The challenges to technical approaches are self-evident; any shift by orders of magnitude inevitably brings change, and we need new tools and techniques to extract insights from the data tsunami. As the late Herb Simon once remarked, ". . . a wealth of information creates a poverty of attention and a need to allocate that attention efficiently among the overabundance of information sources that might consume it."

The social and economic challenges are just as difficult, though much less discussed. Two issues merit special attention, the culture of sharing, within and across disciplines, and the economics of research data sustainability.

Data Sharing

An old joke defines data mining as (insert possessive gesture here) data are mine. Sadly, this hoary saw is more often truthful than humorous. Historically, competitive research advantage accrued to those individuals and groups who first conducted the experiments and captured new data, for they could ask and then answer questions before others. The rise of large-scale, shared instrumentation is necessitating new models of sharing and collaboration across disciplines and research cultures. When many groups have access to the same data, advantage shifts to those who can ask and answer better questions.

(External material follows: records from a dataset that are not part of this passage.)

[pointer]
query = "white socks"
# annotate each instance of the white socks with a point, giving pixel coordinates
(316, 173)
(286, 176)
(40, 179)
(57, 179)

The rising importance of data fusion across disciplines brings a deeper issue than simple sharing. Often, data proves to be most valuable in disciplines and groups other than the ones where it was first captured. Social network data illuminates the spread of disease; geosciences data guide urban planning; and atmospheric measurements reveal the health effects of effluents. All of these sometimes unexpected uses have timelines and utility extending far beyond the specific research projects and groups that produced the data. The question then becomes how we maintain this data and cross the cultural boundaries needed to make it accessible to others, particularly when the timescales for initial research data creation and later use by other disciplines may differ by decades.

Data Sustainability

The default reaction to the question of data sustainability is often to propose retaining everything. After all, device storage capacities continue to grow rapidly. However, like an iceberg, the raw cost of storage is simply the small and most obviously visible portion of total cost of data ownership. The majority of the cost lurks beneath — metadata management and creation, access systems and security, curation and coordination — and some entity must bear these costs for sustainability. More pointedly, rarely do the creators of the data have either the technical skills or the incentives to maintain data for long periods. At a higher level, research agencies and universities now face fiscal exigencies that further exacerbate the financial strain of research data sustainability.

Even in the most financially opportune times, not everything can or should be saved. The challenge is in creating economic and social models that extract a larger measure of research and economic value from the data, providing subsidies for data sustainability and further research. Equally importantly, such models could provide the backdrop for choosing which data to retain and which to discard. Lest this seem a Luddite perspective, remember that librarians and archivists have been triaging materials for thousands of years.

Simply put, we must find a new way forward that defines the principles and processes for protecting intellectual property while also creating appropriate cultural and economic rewards for data sharing and sustainability. This is a challenge facing not just individual disciplines, but society at large. We must work together to find a solution.